DAP Minta Kemenhub Koreksi Segera Harga Tiket Pesawat Dari Tanah Papua

SORONG, gardapapua.com — Ketua Dewan Adat Papua (DAP) WIL III Doberay Mananwir Paul Finsen Mayor,S.IP meminta agar jajaran pemerintah papua barat, segera melakukan koordinasi kembali kepada jajaran kementerian perhubungan indonesia, terkait kenaikan harga tiket, yang mulai meroket jelang hari raya natal 2019 dan tahun baru 2020.

Padahal sebelumnya dikatakan oleh Kemenhub bahwa penetapan tarif oleh maskapai disesuaikan dengan kemampuan daya beli masyarakat dan tetap memperhatikan kelangsungan usaha, namun pada kenyataannya penerapan di lapangan masih berbeda.

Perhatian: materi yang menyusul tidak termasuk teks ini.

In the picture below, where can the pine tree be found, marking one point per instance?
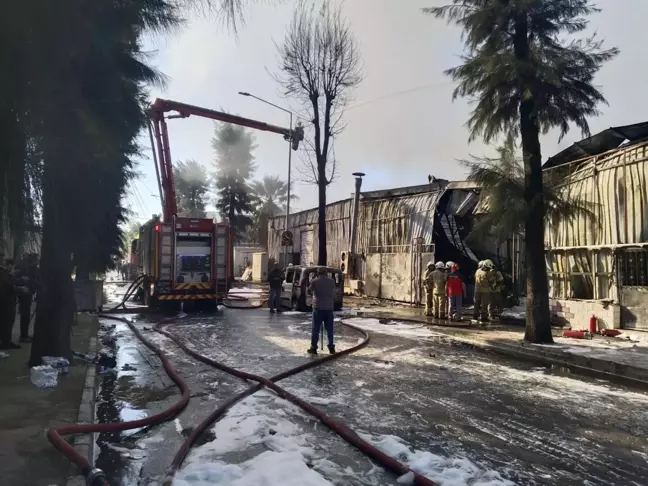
(234, 166)
(191, 184)
(502, 188)
(528, 73)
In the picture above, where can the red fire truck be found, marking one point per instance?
(187, 259)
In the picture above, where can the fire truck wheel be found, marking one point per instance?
(149, 300)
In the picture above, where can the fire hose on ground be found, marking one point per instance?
(96, 477)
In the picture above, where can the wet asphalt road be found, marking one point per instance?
(530, 424)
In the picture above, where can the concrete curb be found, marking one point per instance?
(601, 368)
(85, 444)
(589, 366)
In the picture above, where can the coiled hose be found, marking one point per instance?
(96, 477)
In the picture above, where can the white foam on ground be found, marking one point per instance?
(394, 328)
(250, 425)
(446, 471)
(268, 468)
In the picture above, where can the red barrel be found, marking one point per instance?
(593, 324)
(577, 334)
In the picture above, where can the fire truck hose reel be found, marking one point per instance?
(96, 477)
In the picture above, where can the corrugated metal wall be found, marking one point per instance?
(391, 223)
(580, 252)
(338, 223)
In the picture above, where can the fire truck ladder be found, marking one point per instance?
(160, 142)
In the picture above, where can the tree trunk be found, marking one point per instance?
(538, 322)
(55, 306)
(322, 256)
(82, 270)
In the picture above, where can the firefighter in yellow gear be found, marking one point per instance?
(428, 286)
(484, 282)
(439, 279)
(496, 304)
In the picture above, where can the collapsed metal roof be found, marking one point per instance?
(601, 142)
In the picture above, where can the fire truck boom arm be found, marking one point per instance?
(160, 107)
(184, 110)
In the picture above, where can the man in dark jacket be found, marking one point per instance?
(323, 290)
(7, 305)
(275, 279)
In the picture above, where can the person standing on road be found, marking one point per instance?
(483, 284)
(323, 289)
(7, 305)
(275, 278)
(27, 281)
(439, 280)
(429, 288)
(456, 290)
(497, 295)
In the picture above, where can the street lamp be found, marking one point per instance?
(245, 93)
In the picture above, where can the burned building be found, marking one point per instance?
(398, 232)
(598, 259)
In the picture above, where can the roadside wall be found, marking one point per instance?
(577, 313)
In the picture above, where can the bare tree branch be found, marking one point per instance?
(319, 65)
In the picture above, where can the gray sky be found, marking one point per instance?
(402, 123)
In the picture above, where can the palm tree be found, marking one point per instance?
(272, 194)
(527, 73)
(192, 186)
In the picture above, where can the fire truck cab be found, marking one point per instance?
(184, 260)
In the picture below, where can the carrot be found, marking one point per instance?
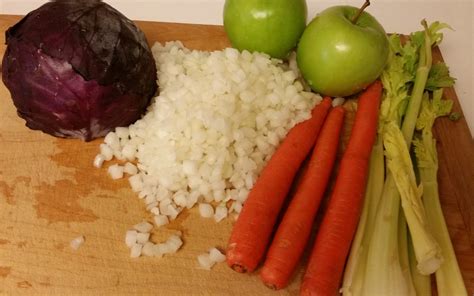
(326, 263)
(252, 231)
(295, 228)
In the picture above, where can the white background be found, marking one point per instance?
(402, 16)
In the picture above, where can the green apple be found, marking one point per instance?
(270, 26)
(341, 51)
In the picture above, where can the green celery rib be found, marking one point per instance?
(400, 165)
(403, 245)
(383, 274)
(421, 283)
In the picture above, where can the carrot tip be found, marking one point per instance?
(271, 286)
(239, 268)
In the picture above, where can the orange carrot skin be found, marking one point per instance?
(326, 264)
(295, 229)
(251, 233)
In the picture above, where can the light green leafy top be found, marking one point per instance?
(425, 145)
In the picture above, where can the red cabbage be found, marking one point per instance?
(78, 69)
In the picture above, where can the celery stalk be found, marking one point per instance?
(403, 245)
(384, 274)
(355, 268)
(427, 250)
(421, 283)
(449, 280)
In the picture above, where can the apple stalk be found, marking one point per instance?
(359, 13)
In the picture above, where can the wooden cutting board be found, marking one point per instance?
(50, 194)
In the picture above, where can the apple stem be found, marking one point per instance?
(364, 6)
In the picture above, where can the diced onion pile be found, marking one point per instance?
(218, 119)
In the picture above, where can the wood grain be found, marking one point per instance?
(50, 194)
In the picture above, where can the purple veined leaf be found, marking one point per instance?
(78, 69)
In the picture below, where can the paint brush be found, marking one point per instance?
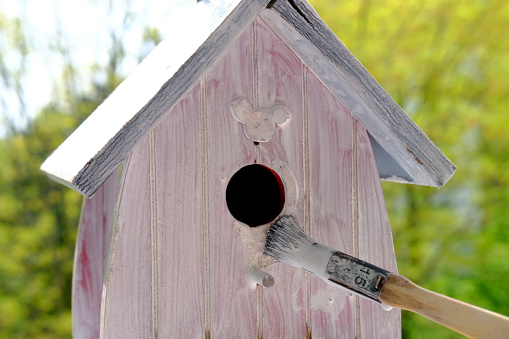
(286, 242)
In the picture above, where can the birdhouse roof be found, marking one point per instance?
(402, 151)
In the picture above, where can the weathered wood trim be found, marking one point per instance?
(94, 150)
(302, 29)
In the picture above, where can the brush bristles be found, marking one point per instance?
(286, 241)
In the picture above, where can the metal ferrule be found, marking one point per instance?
(356, 275)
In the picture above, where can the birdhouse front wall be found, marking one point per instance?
(177, 264)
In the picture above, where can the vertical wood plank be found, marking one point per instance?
(233, 303)
(179, 231)
(375, 240)
(280, 83)
(91, 253)
(127, 295)
(330, 153)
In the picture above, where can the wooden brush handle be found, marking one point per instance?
(469, 320)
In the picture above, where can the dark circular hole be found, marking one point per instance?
(255, 195)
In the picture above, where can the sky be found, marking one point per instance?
(83, 26)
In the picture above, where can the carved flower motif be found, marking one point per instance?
(260, 124)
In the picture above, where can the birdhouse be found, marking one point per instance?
(255, 82)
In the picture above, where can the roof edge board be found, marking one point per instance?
(308, 36)
(227, 22)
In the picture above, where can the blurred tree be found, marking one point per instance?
(445, 62)
(39, 218)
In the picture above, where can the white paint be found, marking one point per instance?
(254, 238)
(332, 304)
(256, 276)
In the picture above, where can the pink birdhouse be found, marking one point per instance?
(158, 252)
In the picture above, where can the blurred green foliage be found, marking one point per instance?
(445, 62)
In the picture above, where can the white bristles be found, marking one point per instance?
(287, 242)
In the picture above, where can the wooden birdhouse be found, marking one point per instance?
(261, 82)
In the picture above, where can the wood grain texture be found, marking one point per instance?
(303, 30)
(280, 83)
(375, 239)
(127, 294)
(330, 165)
(177, 266)
(179, 284)
(91, 253)
(142, 100)
(233, 304)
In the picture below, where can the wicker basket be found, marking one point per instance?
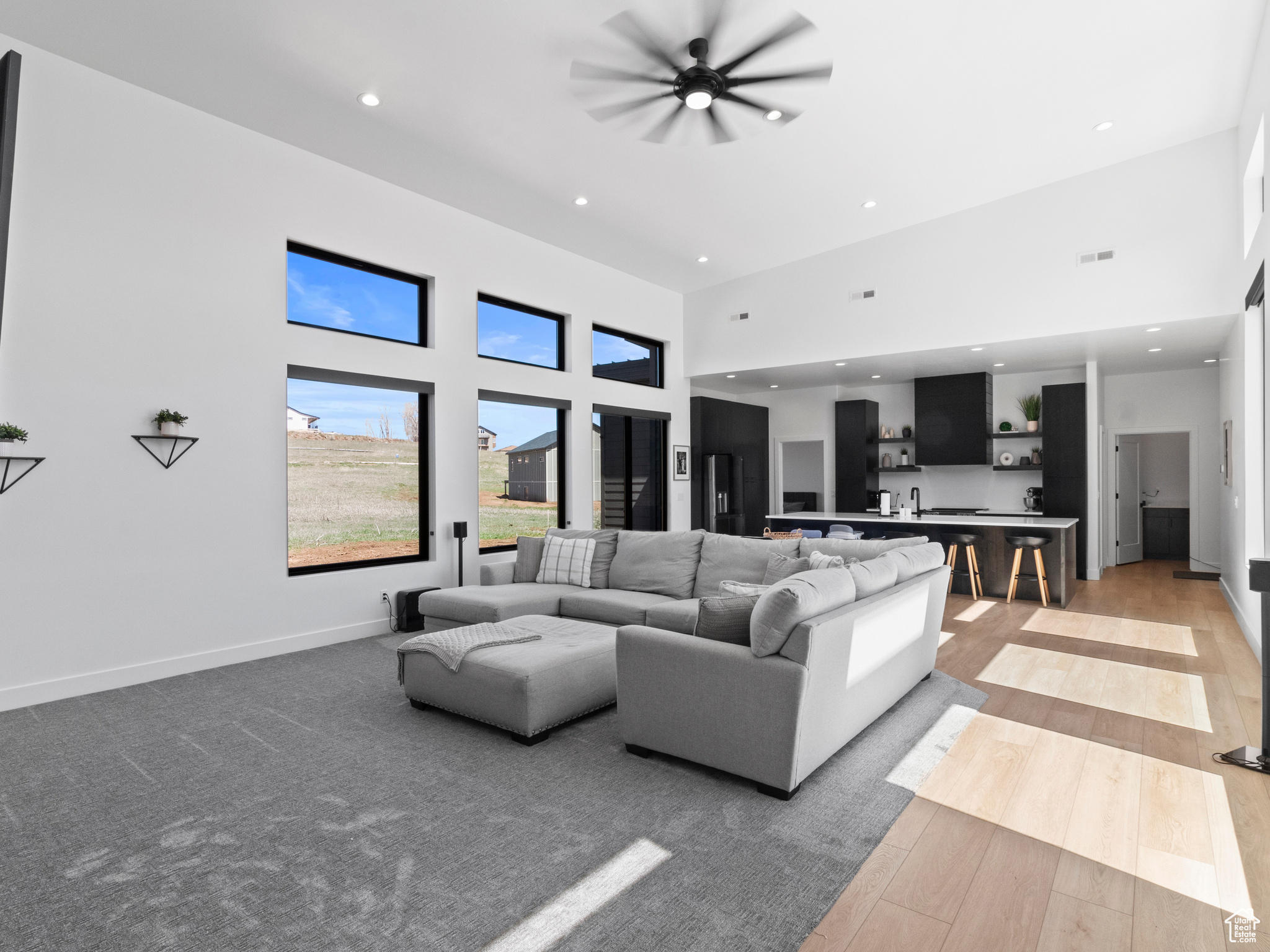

” Ambil contoh penerbangan Sorong – Biak ini sekarang sudah tembus Rp. 6 – Rp. 7 Jutaan,”Sebutnya

Ditambahkannya, bahwa mestinya menjelang hari raya natal yang adalah hari sukacita bagi seluruh lapisan umat ditanah papua, mestinya hal – hal seperti ini segera di perhatikan, karena menyangkut pelayanan masyarakat.

Apalagi pada daerah – daerah tertentu di Tanah Papua, moda maskapai penerbangan sangat berperan penting dalam perkembangan dan kemajuan daerah, untuk melayani masyarakat. Namun dengan kenaikan harga tiket pesawat tentunya hal ini sangat mencekik masyarakat Indonesia khususnya di tanah papua, yang akan bepergian menggunakan pesawat.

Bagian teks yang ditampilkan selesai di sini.